Wednesday 9th March 2016; 2.00 - 4.00pm; Room B.13, 32 Lincoln’s Inn Field (32L)
Speaker: Prof William Clarence-Smith; Chair: Dr Kirsten Schulze
Middle Eastern and South Asian migrants contributed significantly to the history of the colonial Philippines, chiefly coming to profit from a frontier of economic opportunity. Armenians were the early modern trail-blazers. However, they had almost disappeared from the archipelago from around 1800, perhaps because of the ending of the galleon trade with Mexico. The first known ‘Otomano’ arrived in 1869, and the ‘Syrians’, as they called themselves, grew in numbers from the 1880s. The immigration of Muslim Hadharim, from what is today eastern Yemen, was less visible. Neither the Spaniards nor the Americans wanted these people to settle, given their alleged propensity to encourage ‘fanaticism’ among the Muslim Moros. Nevertheless, they were present from early times in the south, and slowly developed in symbiosis with the Moros.
Middle Easterners typically began as frugal and hard-working peddlers, gradually working their way up to own rural stores, bazaars, department stores, and import-export wholesaling companies. They became prominent in the professions, real estate, transport, utilities, and entertainment, and to a lesser extent in agriculture and mining. They pioneered the proto-industrial manufacture of embroidery for export, and gradually moved into manufacturing. Some ‘Syrians’ worked for the US colonial administration after 1898, but this stopped during the First World War.
South Asians came with the liberalization of trade in the 19th century, benefiting from the umbrella of British power. Initially, these were ‘Bombays’ from Gujarat, both Hindu and Muslim, who came in small numbers.

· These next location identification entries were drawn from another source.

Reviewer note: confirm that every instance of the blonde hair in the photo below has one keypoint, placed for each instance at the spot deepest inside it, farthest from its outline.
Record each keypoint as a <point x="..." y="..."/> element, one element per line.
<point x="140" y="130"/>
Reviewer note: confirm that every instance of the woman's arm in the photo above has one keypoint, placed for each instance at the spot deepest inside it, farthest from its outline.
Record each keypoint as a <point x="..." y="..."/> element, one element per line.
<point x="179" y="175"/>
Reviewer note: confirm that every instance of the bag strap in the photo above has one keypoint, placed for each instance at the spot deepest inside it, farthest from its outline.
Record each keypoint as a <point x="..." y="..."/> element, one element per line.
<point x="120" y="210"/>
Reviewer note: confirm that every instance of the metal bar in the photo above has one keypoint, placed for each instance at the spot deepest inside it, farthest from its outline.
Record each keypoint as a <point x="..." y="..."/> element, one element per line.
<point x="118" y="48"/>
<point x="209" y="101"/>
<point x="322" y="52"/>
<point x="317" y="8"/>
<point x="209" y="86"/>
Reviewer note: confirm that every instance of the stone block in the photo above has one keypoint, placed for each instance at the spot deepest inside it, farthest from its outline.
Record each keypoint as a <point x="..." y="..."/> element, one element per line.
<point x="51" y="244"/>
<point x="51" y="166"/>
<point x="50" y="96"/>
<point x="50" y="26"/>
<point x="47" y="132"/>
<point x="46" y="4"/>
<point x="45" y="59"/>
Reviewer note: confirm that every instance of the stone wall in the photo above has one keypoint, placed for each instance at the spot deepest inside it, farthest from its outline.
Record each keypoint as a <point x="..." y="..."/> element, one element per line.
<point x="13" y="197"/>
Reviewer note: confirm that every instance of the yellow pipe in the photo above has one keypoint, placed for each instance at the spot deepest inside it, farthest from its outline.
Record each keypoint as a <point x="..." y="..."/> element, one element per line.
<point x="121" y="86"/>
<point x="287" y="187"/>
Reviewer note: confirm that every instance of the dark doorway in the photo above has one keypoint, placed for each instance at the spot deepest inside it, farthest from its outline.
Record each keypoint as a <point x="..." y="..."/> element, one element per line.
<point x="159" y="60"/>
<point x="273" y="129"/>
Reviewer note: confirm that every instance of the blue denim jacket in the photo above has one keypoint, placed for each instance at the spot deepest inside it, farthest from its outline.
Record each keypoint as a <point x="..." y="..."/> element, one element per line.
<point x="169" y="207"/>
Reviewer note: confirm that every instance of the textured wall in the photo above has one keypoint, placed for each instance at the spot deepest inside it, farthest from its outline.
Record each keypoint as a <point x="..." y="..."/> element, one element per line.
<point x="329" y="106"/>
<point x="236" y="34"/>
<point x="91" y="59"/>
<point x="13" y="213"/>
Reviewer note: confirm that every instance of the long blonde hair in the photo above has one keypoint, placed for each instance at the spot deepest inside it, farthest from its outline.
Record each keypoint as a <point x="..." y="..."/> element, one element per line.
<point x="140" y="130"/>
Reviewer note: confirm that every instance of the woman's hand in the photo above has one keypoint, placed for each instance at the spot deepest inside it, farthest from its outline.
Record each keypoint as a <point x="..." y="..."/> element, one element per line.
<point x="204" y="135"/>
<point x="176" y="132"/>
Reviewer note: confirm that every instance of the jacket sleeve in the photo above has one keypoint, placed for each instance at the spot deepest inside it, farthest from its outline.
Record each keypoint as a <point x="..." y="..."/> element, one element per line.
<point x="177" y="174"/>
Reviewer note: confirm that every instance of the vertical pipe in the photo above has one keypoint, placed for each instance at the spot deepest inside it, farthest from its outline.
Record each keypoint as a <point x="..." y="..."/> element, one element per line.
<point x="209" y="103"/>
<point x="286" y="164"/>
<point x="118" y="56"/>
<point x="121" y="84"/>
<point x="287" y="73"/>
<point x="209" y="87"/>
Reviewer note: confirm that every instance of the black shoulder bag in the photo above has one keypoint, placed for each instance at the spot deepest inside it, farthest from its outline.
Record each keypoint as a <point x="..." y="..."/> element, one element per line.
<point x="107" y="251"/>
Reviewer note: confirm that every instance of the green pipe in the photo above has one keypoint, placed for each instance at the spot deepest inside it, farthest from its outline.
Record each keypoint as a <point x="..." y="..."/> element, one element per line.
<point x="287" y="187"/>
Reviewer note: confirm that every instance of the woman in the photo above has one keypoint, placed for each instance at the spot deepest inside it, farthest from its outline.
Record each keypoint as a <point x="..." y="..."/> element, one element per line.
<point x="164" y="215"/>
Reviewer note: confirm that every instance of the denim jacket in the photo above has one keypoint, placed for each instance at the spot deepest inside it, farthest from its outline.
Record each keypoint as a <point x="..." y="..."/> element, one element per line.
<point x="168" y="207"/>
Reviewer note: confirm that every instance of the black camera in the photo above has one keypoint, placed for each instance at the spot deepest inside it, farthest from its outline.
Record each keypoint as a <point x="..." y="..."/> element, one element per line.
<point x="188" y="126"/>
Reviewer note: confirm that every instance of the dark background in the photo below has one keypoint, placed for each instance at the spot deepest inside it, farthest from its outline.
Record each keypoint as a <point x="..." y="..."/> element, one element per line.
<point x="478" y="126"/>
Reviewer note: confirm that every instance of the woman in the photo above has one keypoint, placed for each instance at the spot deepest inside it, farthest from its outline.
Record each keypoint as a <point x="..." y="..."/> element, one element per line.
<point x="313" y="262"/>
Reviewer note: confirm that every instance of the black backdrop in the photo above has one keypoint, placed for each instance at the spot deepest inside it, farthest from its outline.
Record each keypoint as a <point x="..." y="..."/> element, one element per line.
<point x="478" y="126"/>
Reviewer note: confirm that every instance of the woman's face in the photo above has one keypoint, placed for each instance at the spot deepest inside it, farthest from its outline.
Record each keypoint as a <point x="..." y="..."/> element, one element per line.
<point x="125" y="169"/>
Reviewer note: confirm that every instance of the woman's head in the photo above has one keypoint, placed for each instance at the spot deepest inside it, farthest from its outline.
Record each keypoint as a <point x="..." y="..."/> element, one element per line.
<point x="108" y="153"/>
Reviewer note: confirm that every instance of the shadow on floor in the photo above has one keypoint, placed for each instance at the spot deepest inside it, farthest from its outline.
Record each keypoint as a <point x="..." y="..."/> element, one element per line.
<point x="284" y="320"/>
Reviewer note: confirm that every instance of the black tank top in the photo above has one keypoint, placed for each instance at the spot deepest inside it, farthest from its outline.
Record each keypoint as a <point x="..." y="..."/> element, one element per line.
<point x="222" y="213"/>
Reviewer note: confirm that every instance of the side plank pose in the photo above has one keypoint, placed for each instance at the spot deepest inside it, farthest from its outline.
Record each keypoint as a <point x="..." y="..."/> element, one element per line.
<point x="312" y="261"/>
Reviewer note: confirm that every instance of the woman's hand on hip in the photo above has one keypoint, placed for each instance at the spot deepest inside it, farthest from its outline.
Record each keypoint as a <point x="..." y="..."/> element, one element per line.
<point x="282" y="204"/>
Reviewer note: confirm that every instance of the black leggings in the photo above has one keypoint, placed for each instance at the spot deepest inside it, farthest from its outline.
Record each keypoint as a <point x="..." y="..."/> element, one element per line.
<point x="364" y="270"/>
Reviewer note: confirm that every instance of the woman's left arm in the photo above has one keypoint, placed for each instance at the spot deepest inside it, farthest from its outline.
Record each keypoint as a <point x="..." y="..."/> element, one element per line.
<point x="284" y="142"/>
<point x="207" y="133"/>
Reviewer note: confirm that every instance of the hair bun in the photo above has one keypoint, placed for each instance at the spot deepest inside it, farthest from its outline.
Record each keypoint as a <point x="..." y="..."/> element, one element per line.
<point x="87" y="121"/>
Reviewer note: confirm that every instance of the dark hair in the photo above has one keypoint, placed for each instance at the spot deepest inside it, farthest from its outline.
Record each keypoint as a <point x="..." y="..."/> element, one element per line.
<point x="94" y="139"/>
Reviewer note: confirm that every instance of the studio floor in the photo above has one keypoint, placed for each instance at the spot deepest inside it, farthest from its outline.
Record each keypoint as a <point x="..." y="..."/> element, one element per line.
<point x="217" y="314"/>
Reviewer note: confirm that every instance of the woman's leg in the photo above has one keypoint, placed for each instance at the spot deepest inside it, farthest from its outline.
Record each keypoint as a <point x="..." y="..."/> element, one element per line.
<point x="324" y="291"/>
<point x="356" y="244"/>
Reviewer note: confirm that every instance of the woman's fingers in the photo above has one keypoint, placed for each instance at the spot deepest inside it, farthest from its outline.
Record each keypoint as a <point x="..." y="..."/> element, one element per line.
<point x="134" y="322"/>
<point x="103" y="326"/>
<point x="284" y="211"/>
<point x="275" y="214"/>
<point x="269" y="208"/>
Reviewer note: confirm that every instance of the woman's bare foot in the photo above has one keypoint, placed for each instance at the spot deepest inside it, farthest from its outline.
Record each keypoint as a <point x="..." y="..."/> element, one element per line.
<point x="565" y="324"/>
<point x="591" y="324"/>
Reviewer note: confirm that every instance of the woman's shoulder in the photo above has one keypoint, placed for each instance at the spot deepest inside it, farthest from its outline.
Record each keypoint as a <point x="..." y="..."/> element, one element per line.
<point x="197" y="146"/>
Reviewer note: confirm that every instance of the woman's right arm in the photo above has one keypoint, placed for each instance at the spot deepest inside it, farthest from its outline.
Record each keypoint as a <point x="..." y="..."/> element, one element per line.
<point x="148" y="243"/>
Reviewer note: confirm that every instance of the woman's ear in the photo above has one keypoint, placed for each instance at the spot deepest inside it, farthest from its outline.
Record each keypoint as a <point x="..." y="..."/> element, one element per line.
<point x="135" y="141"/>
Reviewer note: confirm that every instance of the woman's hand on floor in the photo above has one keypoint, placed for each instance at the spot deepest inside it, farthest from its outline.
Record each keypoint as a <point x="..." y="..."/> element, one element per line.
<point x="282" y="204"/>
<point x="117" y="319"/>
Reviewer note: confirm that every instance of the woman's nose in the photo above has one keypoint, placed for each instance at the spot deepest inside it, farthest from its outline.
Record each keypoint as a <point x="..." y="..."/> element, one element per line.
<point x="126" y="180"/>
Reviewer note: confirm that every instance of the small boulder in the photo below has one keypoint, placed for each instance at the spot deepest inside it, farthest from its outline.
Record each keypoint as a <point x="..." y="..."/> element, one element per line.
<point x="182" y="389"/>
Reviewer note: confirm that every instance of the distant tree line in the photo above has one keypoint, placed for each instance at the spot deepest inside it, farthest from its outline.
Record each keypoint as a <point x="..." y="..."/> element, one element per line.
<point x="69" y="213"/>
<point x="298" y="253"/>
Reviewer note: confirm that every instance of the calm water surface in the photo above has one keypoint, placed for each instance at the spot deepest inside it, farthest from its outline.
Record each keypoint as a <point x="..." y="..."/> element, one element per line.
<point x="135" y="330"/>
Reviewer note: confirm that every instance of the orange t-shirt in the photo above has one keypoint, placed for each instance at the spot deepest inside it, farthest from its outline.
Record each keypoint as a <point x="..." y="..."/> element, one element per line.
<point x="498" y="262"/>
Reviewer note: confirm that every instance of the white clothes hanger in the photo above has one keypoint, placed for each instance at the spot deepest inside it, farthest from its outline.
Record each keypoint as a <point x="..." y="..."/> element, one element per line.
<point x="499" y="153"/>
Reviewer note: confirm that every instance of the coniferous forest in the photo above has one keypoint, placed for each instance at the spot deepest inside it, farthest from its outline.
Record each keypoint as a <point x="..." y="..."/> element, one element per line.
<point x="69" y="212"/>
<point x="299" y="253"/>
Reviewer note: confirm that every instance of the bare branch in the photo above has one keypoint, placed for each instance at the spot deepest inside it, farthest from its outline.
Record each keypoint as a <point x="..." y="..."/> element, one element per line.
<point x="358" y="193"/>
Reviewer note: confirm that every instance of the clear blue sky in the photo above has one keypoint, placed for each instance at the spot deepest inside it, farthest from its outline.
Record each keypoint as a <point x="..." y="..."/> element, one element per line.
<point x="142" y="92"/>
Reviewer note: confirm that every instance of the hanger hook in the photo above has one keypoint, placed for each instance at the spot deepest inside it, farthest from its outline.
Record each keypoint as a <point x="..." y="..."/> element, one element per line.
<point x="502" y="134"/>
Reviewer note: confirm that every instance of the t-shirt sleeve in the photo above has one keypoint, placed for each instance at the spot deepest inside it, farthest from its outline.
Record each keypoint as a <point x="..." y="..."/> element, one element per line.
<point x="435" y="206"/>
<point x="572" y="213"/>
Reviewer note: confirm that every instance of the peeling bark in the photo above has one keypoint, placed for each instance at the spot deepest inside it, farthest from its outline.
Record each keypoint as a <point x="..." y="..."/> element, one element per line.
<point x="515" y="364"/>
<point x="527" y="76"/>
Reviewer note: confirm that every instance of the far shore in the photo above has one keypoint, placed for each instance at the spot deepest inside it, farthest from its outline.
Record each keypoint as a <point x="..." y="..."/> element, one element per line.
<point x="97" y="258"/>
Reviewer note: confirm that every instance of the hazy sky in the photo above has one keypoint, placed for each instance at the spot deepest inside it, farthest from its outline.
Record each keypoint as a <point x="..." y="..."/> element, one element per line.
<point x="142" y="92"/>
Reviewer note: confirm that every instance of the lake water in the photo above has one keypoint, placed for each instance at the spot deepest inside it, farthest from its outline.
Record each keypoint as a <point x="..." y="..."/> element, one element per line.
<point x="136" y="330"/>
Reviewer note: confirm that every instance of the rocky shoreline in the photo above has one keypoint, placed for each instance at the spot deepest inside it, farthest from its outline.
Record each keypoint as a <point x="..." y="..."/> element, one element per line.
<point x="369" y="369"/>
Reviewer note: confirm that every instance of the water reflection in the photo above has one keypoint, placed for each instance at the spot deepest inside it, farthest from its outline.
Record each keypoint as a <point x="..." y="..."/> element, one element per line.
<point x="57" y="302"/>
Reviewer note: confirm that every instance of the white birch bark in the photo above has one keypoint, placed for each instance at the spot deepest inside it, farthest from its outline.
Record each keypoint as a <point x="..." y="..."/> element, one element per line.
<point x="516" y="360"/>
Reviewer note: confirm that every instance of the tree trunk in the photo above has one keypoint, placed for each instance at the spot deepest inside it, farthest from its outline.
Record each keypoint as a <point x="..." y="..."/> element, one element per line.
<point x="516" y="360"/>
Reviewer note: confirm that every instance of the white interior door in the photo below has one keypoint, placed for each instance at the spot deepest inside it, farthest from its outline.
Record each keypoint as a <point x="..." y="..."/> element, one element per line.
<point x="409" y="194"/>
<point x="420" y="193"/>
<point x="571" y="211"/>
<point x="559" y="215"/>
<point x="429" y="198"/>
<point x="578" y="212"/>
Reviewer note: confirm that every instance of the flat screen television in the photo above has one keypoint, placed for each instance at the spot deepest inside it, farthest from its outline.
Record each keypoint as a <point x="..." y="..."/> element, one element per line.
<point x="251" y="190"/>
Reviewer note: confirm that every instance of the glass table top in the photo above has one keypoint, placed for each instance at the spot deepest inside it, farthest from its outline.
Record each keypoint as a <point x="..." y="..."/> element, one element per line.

The Muslims among them eventually founded the first Muslim associations in Manila. From about the 1870s, the term ‘Bombays’ began to include Sindi Lohana Hindus from Hyderabad, in what is today Pakistan, who were part of a successful global diaspora, selling curios and Japanese silks. They quickly became the wealthiest South Asians in the territory, and have remained so to this day. Under American rule, they were joined by Punjabi Sikhs, in whose gurdwara they sometimes worshipped, but Sikhs were generally poorer, acting as chauffeurs, watchmen, and the like.
Speaker
William Gervase Clarence-Smith is Professor of the Economic History of Asia and Africa, at the School of Oriental and African Studies (SOAS), University of London.
Chair
Kirsten Schulze is Deputy Director of the Saw Swee Hock Southeast Asia Centre and Associate Professor in International History at LSE.